Garth Peterson, the ex-Morgan Stanley Real Estate Investing (MSREI) head of China, was sentenced to serve nine months in prison yesterday for conspiring to evade Morgan Stanley’s internal controls in an effort to enrich himself, a Chinese government official and a Canadian lawyer.
Peterson pleaded guilty in a New York federal court in April for actions taken in the early to late noughties related to transfers of a stake in a Shanghai apartment block. The transfers happened, at a discount, from a MSREI opportunity fund to offshore companies controlled by Peterson, Wu Yonghua, the former chairman of state-owned company Shanghai Yongye Enterprise, and the lawyer whose identity has yet to be reported.
The investigation, first by Morgan Stanley and then by the US authorities, into Peterson’s actions was treated seriously particularly given he also circumvented the Foreign Corrupt Practices Act (FCPA). Peterson was accused of secretly buying the stake in the Shanghai apartment with his co-conspirators partly to gain favorable access to other deals for MSREI in China.
The US Department of Justice (DoJ) said in an announcement at the time of Peterson’s plea that he could face a maximum prison sentence of five years and a fine of $250,000. In a separate but related action, the US Securities and Exchange Commission (SEC) wanted him barred from practicing in the securities industry and for him to relinquish his holding in the appartment and to pay a civil penalty.
At yesterday’s sentencing he received no fine. Furthermore, his custodial sentence of nine months after which he will be subject to supervised release for three years, was considered in some quarters as a light punishment.
The Wall Street Journal reported that prosecutors had wanted Peterson to serve at least four years and three months in jail. But in a separate report by Reuters, one business law professor said judges often impose prison terms of less than one year in FCPA cases, and that the Peterson case underscores the inability of prosecutors to win greater punishments.
In terms of Morgan Stanley, the DOJ determined in April that Morgan Stanley’s system of internal controls had provided reasonable assurances that its staff were not bribing government officials and, as a consequence, would not be bringing any enforcement action against the Wall Street bank related to Peterson’s actions. “The company voluntarily disclosed this matter and has cooperated through the department’s investigation,” it said.
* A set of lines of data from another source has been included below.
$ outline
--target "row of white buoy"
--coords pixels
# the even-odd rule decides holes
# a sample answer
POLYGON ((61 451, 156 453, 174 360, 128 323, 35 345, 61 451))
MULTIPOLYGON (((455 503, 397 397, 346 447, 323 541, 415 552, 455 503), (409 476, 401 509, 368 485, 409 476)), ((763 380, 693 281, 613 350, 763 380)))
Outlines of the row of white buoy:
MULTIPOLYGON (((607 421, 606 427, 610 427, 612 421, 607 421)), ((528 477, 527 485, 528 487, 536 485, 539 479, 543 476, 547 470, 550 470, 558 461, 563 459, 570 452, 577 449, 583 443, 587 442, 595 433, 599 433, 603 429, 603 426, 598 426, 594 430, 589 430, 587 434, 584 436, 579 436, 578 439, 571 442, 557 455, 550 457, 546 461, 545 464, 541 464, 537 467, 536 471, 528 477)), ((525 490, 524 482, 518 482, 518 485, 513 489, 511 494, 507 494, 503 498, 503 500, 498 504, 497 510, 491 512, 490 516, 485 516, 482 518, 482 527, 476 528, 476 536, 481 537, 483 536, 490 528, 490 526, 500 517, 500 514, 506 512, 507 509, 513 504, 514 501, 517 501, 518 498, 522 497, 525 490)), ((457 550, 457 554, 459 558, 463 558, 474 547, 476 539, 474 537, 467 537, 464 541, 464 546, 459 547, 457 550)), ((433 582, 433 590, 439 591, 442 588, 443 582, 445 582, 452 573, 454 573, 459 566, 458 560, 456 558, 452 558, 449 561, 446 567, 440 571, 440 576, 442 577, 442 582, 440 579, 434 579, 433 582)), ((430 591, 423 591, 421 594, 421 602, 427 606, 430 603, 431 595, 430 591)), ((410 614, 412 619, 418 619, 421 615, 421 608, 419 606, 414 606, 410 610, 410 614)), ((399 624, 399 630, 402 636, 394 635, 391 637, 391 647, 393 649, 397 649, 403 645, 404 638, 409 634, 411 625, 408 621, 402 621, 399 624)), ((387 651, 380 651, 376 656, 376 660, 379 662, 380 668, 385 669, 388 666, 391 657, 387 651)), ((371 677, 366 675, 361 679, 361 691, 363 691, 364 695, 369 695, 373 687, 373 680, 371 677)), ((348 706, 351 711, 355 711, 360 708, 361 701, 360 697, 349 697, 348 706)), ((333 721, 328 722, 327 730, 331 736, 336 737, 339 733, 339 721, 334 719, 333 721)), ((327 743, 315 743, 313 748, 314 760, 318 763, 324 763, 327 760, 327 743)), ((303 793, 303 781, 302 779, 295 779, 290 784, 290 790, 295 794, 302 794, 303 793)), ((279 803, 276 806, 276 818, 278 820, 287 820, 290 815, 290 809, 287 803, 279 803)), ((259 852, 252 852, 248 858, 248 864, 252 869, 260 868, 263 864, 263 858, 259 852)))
Morgan Stanley itself condemned Peterson’s actions as an “intentional circumvention” of its controls and a “deliberate and egregious violation of our values and policies.” The bank said: “Morgan Stanley is pleased that this matter is resolved. We cooperated fully with the government and we are very satisfied with this outcome.”
Peterson, who was fired in 2008 pending the original, internal investigation, reportedly apologised to his family and to Morgan Stanley for his actions. But in an interview with CNBC on the evening of his sentencing he accused the US government of “lying to the public” by stating Morgan Stanley had “this wonderful compliance programme”.
Despite receiving multiple training sessions and correspondence from Morgan Stanley about complying with the FCPA, Peterson admitted not taking them seriously enough and accused the bank of previously sidelining its importance. “You know that’s not right, but that’s the way it worked,” he said.
He also said: “The DoJ particularly, also the SEC maybe to a lesser extent, are so keen on finding some example they can get by scruff of the neck and say ‘See here? Remember this law? You know, nobody do this again.”